Yes, I understand that this fact underscores that gambling is as much of a problem for some as alcohol and drugs are for others. It can be addictive, but I tell myself that moderate distractions are healthy. Moderation is the key. And if you can influence the payment by doing some homework, well, that’s just too good to pass up.
Which brings us back to Poolsville.
A big early game in the form of Georgia against Clemson dominated the first week. You can make a pretty educated guess in that one. There was also the Iowa game against Indiana. Now how would I know which team is the best? Simple. Either study in teams or choose the school your high school friend attended. I chose the latter and luckily Iowa came out on top. I chose Stanford over Kansas State because of my rules mentioned earlier. Not a good choice this time.
Dreaming about a lottery score or watching a few college football games are distractions in every sense of the word. We need those in life.

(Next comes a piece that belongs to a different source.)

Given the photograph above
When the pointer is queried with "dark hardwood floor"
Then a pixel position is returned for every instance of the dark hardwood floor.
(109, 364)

We need those times when the pressures of a rapidly rotating Earth seem out of control and utterly determined to swallow our little lives. We need distractions when images of hate and anger, anxiety and illness fill our waking moments. In fact, a few distractions make us better able to deal with the big thoughts that life demands of us today.
I’ve already picked my Poolsville picks for today and despite hitting a 2-3 weekly record, I’m hopeful. Maybe this is the day my winning record begins. I might even catch the ad for the lottery.
Regardless, I will take advantage of the free time. I’ll take advantage of the distraction.